Since pinhole cameras have such small apertures, like the f270 of the camera I use for portraits, I use continuous light. Otherwise I would have to pop each flash at least 15 times, but probably more, for a single photo.
Phoblographer: Why the black and white choice? Do you feel pinholes just look better in black and white?
Marcio: Colors bear a lot of meaning to them. Eliminating colors is also therefore the elimination of all the messages they carry, which often can become a distraction with their beauty and from the image shapes itself. In a whole, Black and white greater emphasizes the lines, angles, shapes, shadow and light. Also because of its symbolic elegance and deep emotion which the white and the black can create, it has a dreamy aspect, which is enhanced with the soft focus pinholes naturally have.

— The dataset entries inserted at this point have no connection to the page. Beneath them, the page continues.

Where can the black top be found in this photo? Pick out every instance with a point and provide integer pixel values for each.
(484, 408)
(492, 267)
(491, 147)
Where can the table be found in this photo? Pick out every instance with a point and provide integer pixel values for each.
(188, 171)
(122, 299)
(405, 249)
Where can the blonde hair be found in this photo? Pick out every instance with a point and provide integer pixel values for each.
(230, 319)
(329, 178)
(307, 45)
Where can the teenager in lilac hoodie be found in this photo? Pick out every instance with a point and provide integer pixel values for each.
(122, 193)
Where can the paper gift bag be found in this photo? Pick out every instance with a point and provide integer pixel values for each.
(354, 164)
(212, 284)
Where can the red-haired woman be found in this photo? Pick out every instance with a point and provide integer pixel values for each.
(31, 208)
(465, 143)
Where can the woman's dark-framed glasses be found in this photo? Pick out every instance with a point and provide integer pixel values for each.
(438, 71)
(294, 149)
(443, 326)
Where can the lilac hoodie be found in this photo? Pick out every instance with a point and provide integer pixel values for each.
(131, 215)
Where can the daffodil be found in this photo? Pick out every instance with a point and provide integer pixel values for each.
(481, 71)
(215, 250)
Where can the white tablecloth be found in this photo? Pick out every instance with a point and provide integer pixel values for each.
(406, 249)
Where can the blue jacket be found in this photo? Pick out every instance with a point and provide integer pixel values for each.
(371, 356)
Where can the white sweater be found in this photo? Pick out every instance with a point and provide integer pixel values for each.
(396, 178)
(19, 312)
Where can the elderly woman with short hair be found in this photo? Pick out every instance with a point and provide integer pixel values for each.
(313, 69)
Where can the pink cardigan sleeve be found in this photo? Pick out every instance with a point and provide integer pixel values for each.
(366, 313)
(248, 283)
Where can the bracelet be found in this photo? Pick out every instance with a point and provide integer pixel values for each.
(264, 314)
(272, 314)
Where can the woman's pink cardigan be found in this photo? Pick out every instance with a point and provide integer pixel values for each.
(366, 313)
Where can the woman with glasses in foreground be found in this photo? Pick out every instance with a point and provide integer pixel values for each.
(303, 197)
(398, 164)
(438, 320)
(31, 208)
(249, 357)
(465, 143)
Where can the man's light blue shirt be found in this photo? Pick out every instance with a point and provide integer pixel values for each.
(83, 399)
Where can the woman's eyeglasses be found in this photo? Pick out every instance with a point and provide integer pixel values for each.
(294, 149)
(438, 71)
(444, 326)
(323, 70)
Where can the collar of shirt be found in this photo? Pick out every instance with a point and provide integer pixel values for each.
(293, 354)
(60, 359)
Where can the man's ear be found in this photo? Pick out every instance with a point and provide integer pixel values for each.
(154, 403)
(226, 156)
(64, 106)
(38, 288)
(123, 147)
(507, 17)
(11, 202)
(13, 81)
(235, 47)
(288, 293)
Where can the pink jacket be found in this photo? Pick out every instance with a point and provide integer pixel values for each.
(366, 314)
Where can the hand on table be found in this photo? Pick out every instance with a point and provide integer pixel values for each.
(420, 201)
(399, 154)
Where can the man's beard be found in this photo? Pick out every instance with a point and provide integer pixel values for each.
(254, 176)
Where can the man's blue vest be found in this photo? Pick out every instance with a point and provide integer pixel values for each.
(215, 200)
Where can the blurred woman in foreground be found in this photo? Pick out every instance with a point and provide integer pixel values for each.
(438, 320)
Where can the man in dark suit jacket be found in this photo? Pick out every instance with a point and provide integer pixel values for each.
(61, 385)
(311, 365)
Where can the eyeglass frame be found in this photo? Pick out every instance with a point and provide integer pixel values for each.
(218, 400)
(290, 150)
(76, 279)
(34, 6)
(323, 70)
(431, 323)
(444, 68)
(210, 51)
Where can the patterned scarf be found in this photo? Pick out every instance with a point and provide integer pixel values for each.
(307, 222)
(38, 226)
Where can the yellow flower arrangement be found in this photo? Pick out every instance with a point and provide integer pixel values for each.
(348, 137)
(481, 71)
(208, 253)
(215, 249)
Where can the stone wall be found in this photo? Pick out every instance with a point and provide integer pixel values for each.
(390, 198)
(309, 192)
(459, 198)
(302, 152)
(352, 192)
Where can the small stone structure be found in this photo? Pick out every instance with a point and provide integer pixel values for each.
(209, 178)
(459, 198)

Unfortunately digital copies and screens are not truthful with the original contact prints on silver gelatin or any other traditional print. The original prints have a warm tonality. something between brown, green and purple depending on the way they are printed and toned. But the digital copy is more than enough to give a good idea about the image itself.
Black and white is easier for me to develop and print in the technical meaning but that is not the main reason (otherwise I would rather shoot digital which is much more handy in this aspect).

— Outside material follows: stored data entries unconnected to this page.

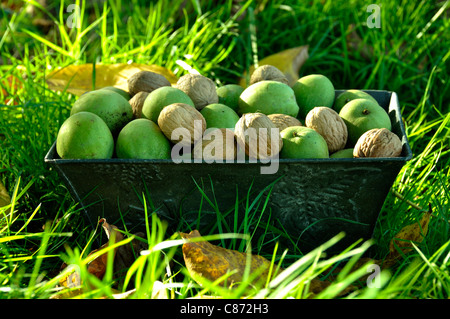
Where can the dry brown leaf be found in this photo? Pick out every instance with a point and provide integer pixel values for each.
(97, 267)
(77, 79)
(288, 61)
(207, 261)
(401, 243)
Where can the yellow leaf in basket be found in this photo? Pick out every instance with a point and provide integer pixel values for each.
(77, 79)
(288, 61)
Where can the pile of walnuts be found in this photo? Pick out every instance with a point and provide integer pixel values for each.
(202, 91)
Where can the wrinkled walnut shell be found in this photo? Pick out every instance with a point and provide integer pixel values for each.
(216, 145)
(137, 102)
(182, 123)
(268, 73)
(199, 88)
(283, 121)
(146, 81)
(330, 125)
(378, 143)
(254, 133)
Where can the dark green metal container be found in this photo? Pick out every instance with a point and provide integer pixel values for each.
(312, 199)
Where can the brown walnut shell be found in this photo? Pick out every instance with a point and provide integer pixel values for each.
(258, 136)
(137, 102)
(330, 125)
(283, 121)
(268, 73)
(199, 88)
(182, 123)
(217, 145)
(378, 143)
(146, 81)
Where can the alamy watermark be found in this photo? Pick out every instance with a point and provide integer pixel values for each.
(374, 279)
(73, 21)
(374, 20)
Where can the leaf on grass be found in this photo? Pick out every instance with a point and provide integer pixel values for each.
(124, 257)
(288, 61)
(5, 199)
(207, 261)
(413, 233)
(77, 79)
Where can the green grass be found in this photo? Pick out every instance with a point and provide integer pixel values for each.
(43, 227)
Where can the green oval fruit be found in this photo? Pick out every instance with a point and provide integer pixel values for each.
(229, 95)
(142, 139)
(349, 95)
(112, 108)
(345, 153)
(311, 91)
(219, 116)
(161, 97)
(268, 97)
(84, 135)
(303, 142)
(124, 93)
(361, 115)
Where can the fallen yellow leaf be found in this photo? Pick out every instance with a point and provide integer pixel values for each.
(288, 61)
(77, 79)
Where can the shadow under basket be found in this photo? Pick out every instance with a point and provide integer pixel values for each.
(309, 200)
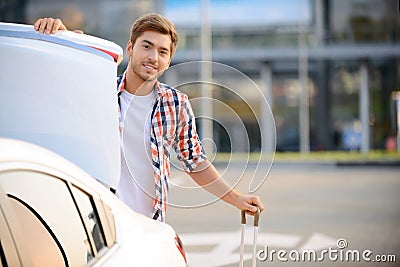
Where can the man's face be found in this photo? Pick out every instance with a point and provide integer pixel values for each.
(151, 54)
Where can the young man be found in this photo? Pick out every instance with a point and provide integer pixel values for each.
(163, 119)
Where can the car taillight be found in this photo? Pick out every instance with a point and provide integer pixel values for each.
(179, 245)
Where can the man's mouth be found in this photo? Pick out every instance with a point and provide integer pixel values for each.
(149, 67)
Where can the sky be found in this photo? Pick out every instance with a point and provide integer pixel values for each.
(240, 12)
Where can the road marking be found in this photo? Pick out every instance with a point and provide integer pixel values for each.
(221, 248)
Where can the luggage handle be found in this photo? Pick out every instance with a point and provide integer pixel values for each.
(256, 216)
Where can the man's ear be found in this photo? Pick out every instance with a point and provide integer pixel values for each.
(129, 48)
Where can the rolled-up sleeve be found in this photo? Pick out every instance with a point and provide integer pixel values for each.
(188, 147)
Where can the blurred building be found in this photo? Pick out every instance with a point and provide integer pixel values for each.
(350, 49)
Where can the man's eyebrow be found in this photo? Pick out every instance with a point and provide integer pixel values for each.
(148, 42)
(152, 44)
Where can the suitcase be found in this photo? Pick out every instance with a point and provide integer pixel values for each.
(256, 218)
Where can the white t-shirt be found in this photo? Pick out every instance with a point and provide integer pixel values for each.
(136, 186)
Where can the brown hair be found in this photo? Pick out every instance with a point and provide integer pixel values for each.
(155, 22)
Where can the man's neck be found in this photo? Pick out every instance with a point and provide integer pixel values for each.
(137, 86)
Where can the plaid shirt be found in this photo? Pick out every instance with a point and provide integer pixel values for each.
(172, 126)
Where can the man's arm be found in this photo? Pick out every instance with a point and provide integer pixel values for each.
(50, 25)
(207, 177)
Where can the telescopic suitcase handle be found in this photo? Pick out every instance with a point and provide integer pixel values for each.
(256, 216)
(256, 219)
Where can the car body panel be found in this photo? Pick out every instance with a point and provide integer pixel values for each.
(139, 240)
(57, 92)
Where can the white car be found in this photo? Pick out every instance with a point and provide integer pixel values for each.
(55, 214)
(60, 154)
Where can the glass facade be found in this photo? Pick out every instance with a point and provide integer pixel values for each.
(341, 36)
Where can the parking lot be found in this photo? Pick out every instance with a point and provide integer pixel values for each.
(315, 207)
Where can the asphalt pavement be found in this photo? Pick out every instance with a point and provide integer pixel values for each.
(316, 214)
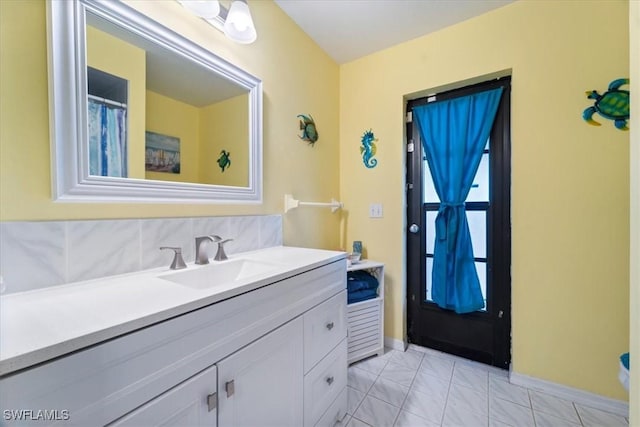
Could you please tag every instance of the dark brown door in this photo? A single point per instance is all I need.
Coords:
(484, 335)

Phoblographer: How do you feel creating these pinhole portraits helps you to express yourself as an artist?
Marcio: I don’t know how exactly, but it does!
“Colors bear a lot of meaning to them. Eliminating colors is also therefore the elimination of all the messages they carry, which often can become a distraction with their beauty and from the image shapes itself. In a whole, Black and white greater emphasizes the lines, angles, shapes, shadow and light. Also because of its symbolic elegance and deep emotion which the white and the black can create, it has a dreamy aspect, which is enhanced with the soft focus pinholes naturally have.”
I believe that every good visual work in a genuine artistic direction (although I don’t usually call myself an artist) are the ones that leave room for the viewer’s imagination. Pinholes images have some mysterious characteristic to them, as if there is always something else waiting to be observed or discovered. Maybe because of the small natural body motion in long exposures transiting some aliveness or happening, or maybe it’s soft focus.
Sharp images transmitted through lenses brings the idea of evidence, as if everything were being brought to light, or simply a visual copy of what was photographed. When trying to make it more artistic or dreamy, or rustic, photographers tend to use the shallow DOF effect to make it more soft around the main subject with some creamy colors to transmit something more idealistic or imaginary, or boosting contrast with black and white, or sharp motion with long exposures. What I mean is that the essence of all that photographers look for while trying to make more artistic images, is what pinhole image quality and workflow is all about in principal or base.
Of course I am not mentioning above about photographers who go all the way through the sharpness purpose or symbolism of realistic representation with HDR, hyper-reality scenery or trick visual effects, which are also another way to attempt to create something more expressive and artistic. For that matter the photographer expects to have full control and and expectation for precise effects and characteristics.
With pinhole we don’t have all this control. We don’t use an optical viewfinder and it is never precise. It is more about following the feeling of what is happening during the image creation. In my opinion it helps to let us be more sincere about our feelings while photographing and being expressive, instead of focusing on technical control for precise expected results in order to be the main viewer’s appreciation.